To a solution of tert-butyl 3-(2-tert-butoxy-2-oxoethyl)-7-chloro-1H-pyrrolo[2,3-c]pyridine-1-carboxylate (382 mg, 1.0 mmol) in THF (10 mL) was added DIBAL (3.12 mL, 3.12 mmol, 1 M in THF) at −78 C. The reaction was then warmed to r.t. and stirred for 15 min. Water (0.13 mL), 15 wt % NaOH (0.13 mL), and additional water (0.3 mL) was then added sequentially. After warming to r.t. and stirring 15 min, MgSO4 was added and stirring was continued for 15 min. The mixture was then filtered and concentrated in vacuo. The crude material was purified on silica (gradient elution, 0-100% EtOAc/hexanes) to yield the title product (233 mg). HRMS (ESI) calc (M+H)+=297.1000. found 297.0994.

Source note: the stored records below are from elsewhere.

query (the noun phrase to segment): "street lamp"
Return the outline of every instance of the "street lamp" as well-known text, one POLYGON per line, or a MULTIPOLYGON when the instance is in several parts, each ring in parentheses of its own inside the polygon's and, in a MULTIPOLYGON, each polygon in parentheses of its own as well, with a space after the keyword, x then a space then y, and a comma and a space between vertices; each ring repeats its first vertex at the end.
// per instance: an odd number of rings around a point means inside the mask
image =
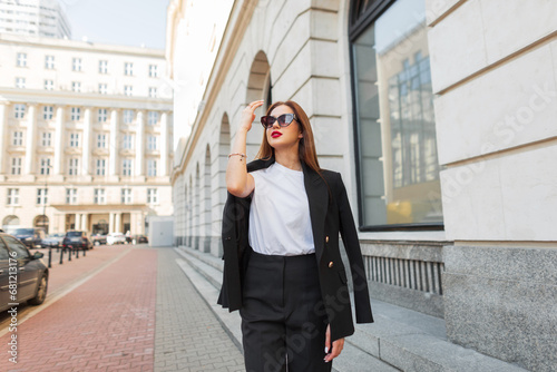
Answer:
MULTIPOLYGON (((52 169, 52 166, 48 164, 45 174, 45 194, 42 195, 42 227, 45 227, 47 218, 48 176, 50 175, 50 169, 52 169)), ((46 233, 48 234, 48 229, 46 233)))

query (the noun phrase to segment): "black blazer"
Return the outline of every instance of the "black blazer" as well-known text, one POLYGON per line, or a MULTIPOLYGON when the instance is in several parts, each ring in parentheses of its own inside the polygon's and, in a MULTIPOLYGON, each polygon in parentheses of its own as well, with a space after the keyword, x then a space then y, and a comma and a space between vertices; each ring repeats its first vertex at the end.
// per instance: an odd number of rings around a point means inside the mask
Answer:
MULTIPOLYGON (((247 172, 268 167, 275 161, 254 160, 247 172)), ((326 314, 331 325, 331 340, 354 333, 346 272, 339 249, 339 233, 346 251, 354 285, 355 317, 358 323, 372 323, 368 281, 360 242, 341 175, 322 170, 326 180, 302 161, 304 185, 310 203, 310 216, 317 260, 323 304, 316 312, 326 314)), ((224 273, 218 304, 229 311, 242 307, 244 270, 248 261, 250 205, 252 197, 236 197, 228 193, 223 214, 224 273)))

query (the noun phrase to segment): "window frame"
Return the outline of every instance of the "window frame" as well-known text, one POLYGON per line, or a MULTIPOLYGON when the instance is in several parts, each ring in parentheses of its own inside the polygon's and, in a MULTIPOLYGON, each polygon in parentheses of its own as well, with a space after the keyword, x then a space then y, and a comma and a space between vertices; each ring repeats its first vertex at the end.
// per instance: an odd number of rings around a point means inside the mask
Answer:
MULTIPOLYGON (((353 45, 355 40, 362 36, 373 22, 375 22, 397 0, 371 0, 372 3, 363 12, 359 13, 362 2, 365 0, 352 0, 349 11, 349 42, 348 52, 350 57, 350 87, 351 87, 351 104, 352 104, 352 129, 353 129, 353 146, 355 161, 355 182, 358 196, 358 228, 360 232, 392 232, 392 231, 444 231, 444 223, 411 223, 411 224, 390 224, 390 225, 364 225, 363 221, 363 197, 362 197, 362 175, 361 169, 361 147, 359 138, 361 137, 361 128, 358 118, 358 87, 355 86, 355 60, 353 45)), ((426 1, 426 0, 422 0, 426 1)))

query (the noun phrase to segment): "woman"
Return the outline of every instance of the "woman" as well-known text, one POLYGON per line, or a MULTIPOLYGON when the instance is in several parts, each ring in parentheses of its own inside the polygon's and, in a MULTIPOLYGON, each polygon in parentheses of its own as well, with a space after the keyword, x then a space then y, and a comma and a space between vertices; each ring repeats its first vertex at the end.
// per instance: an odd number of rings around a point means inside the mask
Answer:
POLYGON ((319 167, 310 120, 296 102, 267 109, 257 159, 246 164, 246 136, 262 105, 242 112, 228 156, 218 303, 240 310, 246 371, 331 371, 354 332, 339 233, 356 322, 373 322, 352 212, 340 174, 319 167))

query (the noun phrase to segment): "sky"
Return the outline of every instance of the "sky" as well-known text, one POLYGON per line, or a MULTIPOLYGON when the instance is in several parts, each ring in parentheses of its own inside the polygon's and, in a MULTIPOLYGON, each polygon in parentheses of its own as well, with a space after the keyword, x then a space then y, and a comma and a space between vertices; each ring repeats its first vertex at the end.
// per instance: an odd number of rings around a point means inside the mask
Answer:
POLYGON ((165 49, 169 0, 59 0, 71 38, 100 43, 165 49))

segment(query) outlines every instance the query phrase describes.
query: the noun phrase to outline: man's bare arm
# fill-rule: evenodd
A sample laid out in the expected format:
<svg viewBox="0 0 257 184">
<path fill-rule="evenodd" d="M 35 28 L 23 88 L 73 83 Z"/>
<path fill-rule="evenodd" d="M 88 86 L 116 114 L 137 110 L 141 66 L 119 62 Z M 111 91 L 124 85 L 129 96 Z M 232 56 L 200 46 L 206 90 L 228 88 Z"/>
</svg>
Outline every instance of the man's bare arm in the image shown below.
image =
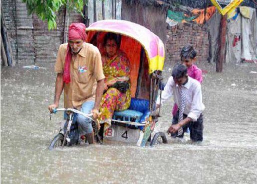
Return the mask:
<svg viewBox="0 0 257 184">
<path fill-rule="evenodd" d="M 104 88 L 104 83 L 103 79 L 97 81 L 96 85 L 96 97 L 95 101 L 95 106 L 94 108 L 99 110 L 100 103 L 102 99 L 102 96 L 103 95 L 103 92 Z"/>
</svg>

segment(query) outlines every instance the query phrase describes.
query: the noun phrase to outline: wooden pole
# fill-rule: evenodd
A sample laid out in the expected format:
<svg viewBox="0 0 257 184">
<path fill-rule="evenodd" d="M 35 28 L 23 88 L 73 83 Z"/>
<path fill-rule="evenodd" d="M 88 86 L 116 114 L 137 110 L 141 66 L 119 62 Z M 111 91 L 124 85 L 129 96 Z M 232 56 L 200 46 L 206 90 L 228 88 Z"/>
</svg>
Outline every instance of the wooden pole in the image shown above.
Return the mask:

To a solution of tert-butyl 7-chloro-3-(2-hydroxyethyl)-1H-pyrrolo[2,3-c]pyridine-1-carboxylate (233 mg, 0.79 mmol) in PhMe (15 mL) was added 4-trifluoromethoxyphenol (0.15 mL, 1.2 mmol), triphenylphosphine (309 mg, 1.2 mmol), and diisopropylazodicarboxylate (0.23 mL, 1.2 mmol) at r.t. After 20 min, the mixture was concentrated in vacuo, and the crude material was purified on silica (gradient elution, 0-30% EtOAc/hexanes) to yield the title product (349 mg). HRMS (ESI) calc (M+H)+=457.1136. found 457.1133.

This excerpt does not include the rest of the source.